My favorite bit from the linked Wikipedia article: "It was rumored for years that he died before his final election in 1940, and that party leaders kept his body on ice in a hotel bathtub until he was re-elected; this story has been disproven. In fact, he suffered a severe heart attack before the election, and died after the election at the Washoe General Hospital in Reno, Nevada."
Lila@8: I can't help but think he would have liked it better if he HAD died before the election and been kept on ice, because that makes a better story.
I can't imagine George V, bearded sweary naval type that he was, minding this kind of thing too much.

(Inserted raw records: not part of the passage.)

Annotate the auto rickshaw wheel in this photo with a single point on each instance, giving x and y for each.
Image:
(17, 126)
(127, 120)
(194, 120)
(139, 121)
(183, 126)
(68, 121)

Queen Mary, on the other hand...
There's a good story in Robert Massie's "Dreadnought" of George V, then Prince of Wales, visiting a naval dockyard before the Great War and going aboard one of the first submarines. As it submerged in Portsmouth Harbour, Mary was heard to murmur, "I shall be most disappointed if George doesn't come up again.")
Lest we ever believe that our current crop of politicians have cornered the market on couthlessness. Although Pittman seems to have been a good deal more colorful in his lack-of-couth than the current imaginationless group.
Just read the Wiki article, which clearly needs to be updated with reference to his London antics.
You'd never believe it, looking at his photo. He looks as though he subsisted entirely on buttermilk.
Regarding matters of causality, are we sure that Friz Freleng wasn't imitating life? I'd certainly buy that Yosemite Sam (first appeared 1945) was inspired in some part by Key Pittman (d. 1940).